Borden and King seem unlikely wartime leaders, lacking the bulldog tenacity of Sir Winston Churchill or the inspiring oratory of Franklin D. Roosevelt. Whereas Churchill had served in battle and Roosevelt was fascinated with the navy, neither Borden nor King had ever been in arms, and they demonstrated little interest in military traditions and history. The two were not warlords in any usual sense, but they managed to guide their nation through, perhaps, its most difficult trials.
Borden had been prime minister for three years when the First World War began in August 1914. He had no hesitation in committing Canada, then a colony, to fight for the British empire, yet as the war went on he believed with increasing conviction that the nation must have a stronger voice in decisions of policy and military action. He held that the country’s honour and his own were undergoing their greatest test on the battlefields of western Europe. Facing an election in 1917 while Canadian soldiers were enduring heavy losses, he turned to conscription and a coalition with English Liberals who were willing to support a Union government. This contest profoundly divided Canadians and created lasting bitterness, particularly between anti-conscriptionist French Canadians and the English Canadians who backed the Union government. With his victory at the polls, the prime minister believed he had kept faith with his troops. But the memories of the 1917 campaign haunted the Conservatives in the decades that followed and, perhaps more than any other event, made the Liberals dominant in federal politics for several generations.
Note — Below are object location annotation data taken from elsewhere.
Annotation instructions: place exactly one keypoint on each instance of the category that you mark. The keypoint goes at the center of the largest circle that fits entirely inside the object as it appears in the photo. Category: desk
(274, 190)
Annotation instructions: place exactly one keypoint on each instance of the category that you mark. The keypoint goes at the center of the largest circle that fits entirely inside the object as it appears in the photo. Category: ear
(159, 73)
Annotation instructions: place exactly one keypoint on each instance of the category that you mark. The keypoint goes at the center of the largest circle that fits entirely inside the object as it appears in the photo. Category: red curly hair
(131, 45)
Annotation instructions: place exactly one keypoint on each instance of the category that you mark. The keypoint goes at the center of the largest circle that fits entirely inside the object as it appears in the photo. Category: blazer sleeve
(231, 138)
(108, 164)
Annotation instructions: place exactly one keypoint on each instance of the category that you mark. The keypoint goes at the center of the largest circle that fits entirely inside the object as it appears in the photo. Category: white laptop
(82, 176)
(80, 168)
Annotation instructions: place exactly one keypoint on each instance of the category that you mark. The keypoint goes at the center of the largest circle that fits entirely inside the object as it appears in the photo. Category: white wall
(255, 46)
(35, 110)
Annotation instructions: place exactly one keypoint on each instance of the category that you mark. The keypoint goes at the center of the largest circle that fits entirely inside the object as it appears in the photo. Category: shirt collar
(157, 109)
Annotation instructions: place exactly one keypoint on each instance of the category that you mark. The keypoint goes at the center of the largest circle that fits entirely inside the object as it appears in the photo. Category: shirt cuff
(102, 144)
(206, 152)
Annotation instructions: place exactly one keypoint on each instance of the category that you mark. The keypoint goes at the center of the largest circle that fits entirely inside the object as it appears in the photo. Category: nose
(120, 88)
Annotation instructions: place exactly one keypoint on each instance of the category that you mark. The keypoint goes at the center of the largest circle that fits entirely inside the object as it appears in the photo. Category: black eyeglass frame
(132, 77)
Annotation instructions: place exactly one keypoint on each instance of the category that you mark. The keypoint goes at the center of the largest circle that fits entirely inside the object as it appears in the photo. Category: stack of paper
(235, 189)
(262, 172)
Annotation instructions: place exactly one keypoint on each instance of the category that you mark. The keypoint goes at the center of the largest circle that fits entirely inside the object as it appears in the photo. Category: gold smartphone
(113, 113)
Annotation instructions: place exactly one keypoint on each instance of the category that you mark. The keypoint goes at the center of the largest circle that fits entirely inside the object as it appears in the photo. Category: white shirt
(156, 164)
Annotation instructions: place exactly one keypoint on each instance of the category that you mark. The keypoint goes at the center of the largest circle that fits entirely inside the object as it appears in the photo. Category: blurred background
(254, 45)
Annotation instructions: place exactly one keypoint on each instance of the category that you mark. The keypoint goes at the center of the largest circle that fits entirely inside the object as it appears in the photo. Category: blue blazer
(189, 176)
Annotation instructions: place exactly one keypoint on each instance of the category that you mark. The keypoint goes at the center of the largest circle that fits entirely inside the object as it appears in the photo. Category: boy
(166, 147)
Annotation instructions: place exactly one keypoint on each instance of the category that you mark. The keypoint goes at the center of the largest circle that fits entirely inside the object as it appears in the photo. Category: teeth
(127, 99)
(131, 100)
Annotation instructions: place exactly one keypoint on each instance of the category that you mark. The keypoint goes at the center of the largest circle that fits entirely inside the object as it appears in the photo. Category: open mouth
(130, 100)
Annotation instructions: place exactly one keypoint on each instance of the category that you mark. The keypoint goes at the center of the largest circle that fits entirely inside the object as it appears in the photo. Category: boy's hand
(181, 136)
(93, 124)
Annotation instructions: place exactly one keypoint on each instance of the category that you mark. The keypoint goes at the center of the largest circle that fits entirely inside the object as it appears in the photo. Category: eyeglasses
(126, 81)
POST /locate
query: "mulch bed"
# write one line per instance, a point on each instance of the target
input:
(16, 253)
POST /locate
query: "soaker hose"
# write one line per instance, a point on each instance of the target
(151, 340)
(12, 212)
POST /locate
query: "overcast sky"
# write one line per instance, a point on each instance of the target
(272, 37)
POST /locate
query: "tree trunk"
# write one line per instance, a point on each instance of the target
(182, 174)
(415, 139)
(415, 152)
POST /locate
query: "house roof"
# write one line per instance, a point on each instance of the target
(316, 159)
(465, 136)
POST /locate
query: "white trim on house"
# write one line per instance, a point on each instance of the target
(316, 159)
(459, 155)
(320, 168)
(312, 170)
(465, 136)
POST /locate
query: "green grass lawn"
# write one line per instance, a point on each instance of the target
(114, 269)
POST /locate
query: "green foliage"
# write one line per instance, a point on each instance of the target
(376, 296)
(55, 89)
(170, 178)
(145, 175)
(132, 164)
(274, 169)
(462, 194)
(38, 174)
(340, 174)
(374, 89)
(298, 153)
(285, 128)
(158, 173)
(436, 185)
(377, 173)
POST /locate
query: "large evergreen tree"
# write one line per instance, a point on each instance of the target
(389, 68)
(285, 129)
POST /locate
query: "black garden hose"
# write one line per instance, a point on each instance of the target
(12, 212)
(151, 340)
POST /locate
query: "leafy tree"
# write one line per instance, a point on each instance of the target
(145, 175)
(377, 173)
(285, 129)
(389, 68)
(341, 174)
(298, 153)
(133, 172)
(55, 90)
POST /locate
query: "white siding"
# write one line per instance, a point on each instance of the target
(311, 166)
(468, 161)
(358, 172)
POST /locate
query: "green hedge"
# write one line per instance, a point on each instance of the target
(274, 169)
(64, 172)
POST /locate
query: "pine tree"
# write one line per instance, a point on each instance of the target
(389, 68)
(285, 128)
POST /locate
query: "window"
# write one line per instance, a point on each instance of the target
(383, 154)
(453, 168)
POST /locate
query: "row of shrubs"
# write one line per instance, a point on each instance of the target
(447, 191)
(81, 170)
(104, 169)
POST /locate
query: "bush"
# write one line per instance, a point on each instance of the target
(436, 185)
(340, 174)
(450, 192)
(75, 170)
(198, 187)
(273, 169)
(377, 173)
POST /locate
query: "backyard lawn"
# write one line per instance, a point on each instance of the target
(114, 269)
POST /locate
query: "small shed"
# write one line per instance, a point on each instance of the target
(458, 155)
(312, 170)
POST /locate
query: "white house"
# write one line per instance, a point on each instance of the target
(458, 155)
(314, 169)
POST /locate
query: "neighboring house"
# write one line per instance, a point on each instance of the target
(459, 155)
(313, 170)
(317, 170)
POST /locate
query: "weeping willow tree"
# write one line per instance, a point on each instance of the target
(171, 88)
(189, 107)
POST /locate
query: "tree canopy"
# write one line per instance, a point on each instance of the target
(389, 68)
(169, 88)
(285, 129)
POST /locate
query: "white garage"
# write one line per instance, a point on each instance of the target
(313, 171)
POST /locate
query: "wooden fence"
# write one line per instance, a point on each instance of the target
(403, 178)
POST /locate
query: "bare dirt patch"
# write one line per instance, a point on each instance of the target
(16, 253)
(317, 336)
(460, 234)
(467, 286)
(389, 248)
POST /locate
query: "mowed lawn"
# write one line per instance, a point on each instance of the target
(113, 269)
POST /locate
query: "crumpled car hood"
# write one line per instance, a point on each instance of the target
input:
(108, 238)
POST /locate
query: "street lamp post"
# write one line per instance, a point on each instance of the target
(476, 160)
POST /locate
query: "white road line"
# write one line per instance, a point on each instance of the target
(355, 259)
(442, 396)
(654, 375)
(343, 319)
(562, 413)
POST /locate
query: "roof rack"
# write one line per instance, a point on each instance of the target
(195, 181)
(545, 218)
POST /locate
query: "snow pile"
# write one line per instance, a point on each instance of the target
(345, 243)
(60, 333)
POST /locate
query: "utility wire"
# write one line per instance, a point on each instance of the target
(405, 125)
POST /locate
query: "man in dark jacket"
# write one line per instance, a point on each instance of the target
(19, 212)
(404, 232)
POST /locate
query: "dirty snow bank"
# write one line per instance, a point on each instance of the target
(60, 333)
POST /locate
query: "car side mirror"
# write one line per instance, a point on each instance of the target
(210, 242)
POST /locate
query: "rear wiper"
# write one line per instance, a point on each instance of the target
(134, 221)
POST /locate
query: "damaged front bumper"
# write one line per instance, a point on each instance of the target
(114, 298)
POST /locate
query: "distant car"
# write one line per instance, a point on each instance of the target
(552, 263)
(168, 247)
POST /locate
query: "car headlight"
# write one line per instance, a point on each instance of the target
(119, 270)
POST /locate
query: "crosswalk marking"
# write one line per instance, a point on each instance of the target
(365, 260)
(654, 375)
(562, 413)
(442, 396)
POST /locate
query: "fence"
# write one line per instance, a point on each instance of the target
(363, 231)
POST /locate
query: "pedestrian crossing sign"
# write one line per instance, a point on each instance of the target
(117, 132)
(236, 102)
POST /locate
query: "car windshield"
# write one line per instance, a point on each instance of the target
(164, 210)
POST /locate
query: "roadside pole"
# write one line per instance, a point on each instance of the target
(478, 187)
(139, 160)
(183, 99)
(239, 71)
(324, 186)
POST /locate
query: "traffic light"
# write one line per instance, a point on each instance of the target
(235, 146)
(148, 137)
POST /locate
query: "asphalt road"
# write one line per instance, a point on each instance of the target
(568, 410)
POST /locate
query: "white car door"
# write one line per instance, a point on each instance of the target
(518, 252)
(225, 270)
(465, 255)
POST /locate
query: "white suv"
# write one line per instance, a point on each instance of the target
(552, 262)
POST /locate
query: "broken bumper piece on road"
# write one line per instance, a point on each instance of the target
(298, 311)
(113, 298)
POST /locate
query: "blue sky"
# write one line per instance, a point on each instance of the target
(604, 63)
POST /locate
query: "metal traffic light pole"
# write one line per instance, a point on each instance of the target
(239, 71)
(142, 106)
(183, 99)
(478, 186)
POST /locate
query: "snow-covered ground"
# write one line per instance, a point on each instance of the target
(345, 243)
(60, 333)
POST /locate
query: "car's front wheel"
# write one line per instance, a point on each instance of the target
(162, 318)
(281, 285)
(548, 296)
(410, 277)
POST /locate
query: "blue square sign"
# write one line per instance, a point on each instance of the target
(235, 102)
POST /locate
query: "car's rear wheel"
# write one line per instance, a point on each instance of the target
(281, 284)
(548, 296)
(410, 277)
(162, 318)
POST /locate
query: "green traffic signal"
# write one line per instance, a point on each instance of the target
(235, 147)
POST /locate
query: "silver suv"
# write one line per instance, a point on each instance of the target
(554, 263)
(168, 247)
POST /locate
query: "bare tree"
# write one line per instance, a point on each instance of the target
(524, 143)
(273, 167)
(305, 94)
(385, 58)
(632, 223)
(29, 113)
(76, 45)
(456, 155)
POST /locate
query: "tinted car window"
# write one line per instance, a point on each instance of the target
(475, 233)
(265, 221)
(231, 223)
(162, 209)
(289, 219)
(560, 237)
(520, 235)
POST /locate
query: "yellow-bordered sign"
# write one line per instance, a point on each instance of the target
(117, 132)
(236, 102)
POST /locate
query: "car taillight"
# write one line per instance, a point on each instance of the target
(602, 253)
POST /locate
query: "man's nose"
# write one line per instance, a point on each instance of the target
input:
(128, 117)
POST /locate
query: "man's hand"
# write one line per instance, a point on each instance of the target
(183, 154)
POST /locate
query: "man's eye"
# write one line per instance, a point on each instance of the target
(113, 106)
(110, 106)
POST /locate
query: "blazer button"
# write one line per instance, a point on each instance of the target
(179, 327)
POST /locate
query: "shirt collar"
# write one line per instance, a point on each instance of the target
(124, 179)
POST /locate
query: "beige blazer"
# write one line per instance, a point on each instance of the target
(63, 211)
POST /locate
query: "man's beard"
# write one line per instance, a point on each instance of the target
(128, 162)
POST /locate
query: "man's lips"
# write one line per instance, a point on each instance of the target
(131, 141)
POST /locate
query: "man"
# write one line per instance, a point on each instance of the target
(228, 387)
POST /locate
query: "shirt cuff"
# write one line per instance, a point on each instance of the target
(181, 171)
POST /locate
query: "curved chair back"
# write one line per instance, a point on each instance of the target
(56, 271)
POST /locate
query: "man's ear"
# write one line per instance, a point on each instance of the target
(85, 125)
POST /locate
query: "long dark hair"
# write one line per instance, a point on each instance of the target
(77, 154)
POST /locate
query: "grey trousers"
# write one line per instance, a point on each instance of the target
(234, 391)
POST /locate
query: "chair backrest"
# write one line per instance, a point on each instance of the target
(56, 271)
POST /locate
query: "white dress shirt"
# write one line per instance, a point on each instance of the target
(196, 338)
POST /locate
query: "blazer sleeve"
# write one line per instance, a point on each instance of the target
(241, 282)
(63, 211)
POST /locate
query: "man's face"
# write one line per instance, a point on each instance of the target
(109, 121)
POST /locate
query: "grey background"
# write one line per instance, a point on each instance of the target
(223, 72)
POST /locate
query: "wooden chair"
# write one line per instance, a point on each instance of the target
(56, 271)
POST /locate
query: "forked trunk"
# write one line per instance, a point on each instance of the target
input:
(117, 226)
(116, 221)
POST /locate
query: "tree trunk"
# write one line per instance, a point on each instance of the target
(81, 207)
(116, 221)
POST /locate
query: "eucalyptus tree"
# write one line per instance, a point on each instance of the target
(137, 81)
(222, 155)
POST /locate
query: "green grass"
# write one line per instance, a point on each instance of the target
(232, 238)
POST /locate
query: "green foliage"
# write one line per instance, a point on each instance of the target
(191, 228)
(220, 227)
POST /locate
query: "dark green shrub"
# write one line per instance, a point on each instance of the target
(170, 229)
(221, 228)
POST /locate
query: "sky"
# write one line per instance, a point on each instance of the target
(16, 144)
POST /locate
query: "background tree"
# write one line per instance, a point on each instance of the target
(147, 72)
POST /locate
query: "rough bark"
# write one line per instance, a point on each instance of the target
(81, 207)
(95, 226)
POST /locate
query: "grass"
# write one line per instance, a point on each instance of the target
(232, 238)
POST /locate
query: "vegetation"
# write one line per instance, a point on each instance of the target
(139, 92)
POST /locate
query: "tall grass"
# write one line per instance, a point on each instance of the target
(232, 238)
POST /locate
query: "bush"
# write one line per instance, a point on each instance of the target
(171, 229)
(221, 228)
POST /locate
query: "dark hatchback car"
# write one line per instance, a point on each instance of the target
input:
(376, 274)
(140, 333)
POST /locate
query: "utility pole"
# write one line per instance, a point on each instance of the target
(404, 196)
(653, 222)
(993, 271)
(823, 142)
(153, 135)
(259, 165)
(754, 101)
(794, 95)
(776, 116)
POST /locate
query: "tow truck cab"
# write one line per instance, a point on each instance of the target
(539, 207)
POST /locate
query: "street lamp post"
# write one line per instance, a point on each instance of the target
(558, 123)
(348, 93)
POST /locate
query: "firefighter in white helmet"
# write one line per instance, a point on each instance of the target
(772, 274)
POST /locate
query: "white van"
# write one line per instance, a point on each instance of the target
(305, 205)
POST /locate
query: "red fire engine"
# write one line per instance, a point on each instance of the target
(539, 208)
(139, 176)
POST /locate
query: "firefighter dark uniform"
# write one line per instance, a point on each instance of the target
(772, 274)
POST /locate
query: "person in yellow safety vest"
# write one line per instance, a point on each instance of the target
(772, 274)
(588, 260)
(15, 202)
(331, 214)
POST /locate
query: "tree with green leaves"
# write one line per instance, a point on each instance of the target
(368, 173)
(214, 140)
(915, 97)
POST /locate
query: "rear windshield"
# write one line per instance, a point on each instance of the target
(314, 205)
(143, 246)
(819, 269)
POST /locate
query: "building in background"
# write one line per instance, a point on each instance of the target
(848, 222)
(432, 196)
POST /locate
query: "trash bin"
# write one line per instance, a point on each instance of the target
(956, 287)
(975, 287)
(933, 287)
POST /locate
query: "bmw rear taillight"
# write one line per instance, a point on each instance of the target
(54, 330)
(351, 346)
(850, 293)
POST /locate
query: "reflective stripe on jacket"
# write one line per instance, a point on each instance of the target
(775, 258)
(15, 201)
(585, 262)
A cautious leader, King looked back at Borden’s dilemma as he plotted the course for his government and his country through the Second World War. Recalling the terrible death tolls in the army during the first conflict, King tried to emphasize air service, economic aid, and logistical support. Knowing the political costs of conscription for Borden, he equivocated, delayed, and finally agreed to a late and limited policy of conscription, signed into being in November 1944. Both men and their colleagues were exhausted by the demands of total war. Unlike Churchill and Roosevelt, Borden and King remained their nation’s leader in the peace that followed.
In their introduction to Canada’s prime ministers: Macdonald to Trudeau, Réal Bélanger, directeur général adjoint, and Ramsay Cook, former General Editor, note that the “entanglement of national interest/unity and personal/party interest” has challenged many Canadian prime ministers. They suggest that those who are most successful manage to maintain “a careful balance that skilfully links personal ambition with party goals and wraps both in the flag.” By this criterion, neither Borden nor King was fully successful. Yet both steered a deeply divided country along an arduous course in truly difficult times.